Speaker:
Institution:
Time:
Host:
Location:
Modern machine learning and scientific computing pose optimization challenges of unprecedented scale and complexity, demanding fundamental advances in both theory and algorithmic design for nonconvex optimization. This talk presents recent advances that address these challenges by exploiting matrix and tensor structures, integrating adaptivity, and leveraging sampling techniques. In the first part, I introduce AdaGO, a new optimizer that combines orthogonalized momentum updates with adaptive learning rates. Building on the recent success of the Muon optimizer in large language model training, AdaGO incorporates an AdaGrad-type stepsize that scales orthogonalized update directions by accumulated past gradient norms. This design preserves the structural advantage of orthogonalized updates while adapting stepsizes to noise and the optimization landscape.
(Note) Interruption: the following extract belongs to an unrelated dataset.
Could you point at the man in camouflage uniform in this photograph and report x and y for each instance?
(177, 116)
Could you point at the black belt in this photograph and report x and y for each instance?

We establish optimal convergence rates for smooth nonconvex functions and demonstrate improved performance over Muon and Adam on classification and regression tasks. The second part focuses on zeroth-order global optimization. We develop a theoretical framework for inexact proximal point (IPP) methods for global optimization, establishing convergence guarantees when proximal operators are estimated either deterministically or stochastically. The quadratic regularization in the proximal operator induces a concentrated Gibbs measure landscape that facilitates effective sampling. We propose two sampling-based practical algorithms: TT-IPP, which constructs a low-rank tensor-train (TT) approximation using a randomized TT cross algorithm, and MC-IPP, which employs Monte Carlo integration. Both IPP algorithms adaptively balance efficiency and accuracy in proximal operator estimation, achieving strong performance surpassing established solvers across diverse benchmark functions and applications. Together, these works advance structure-aware adaptive first-order optimization for deep learning and zeroth-order global optimization in scientific computing.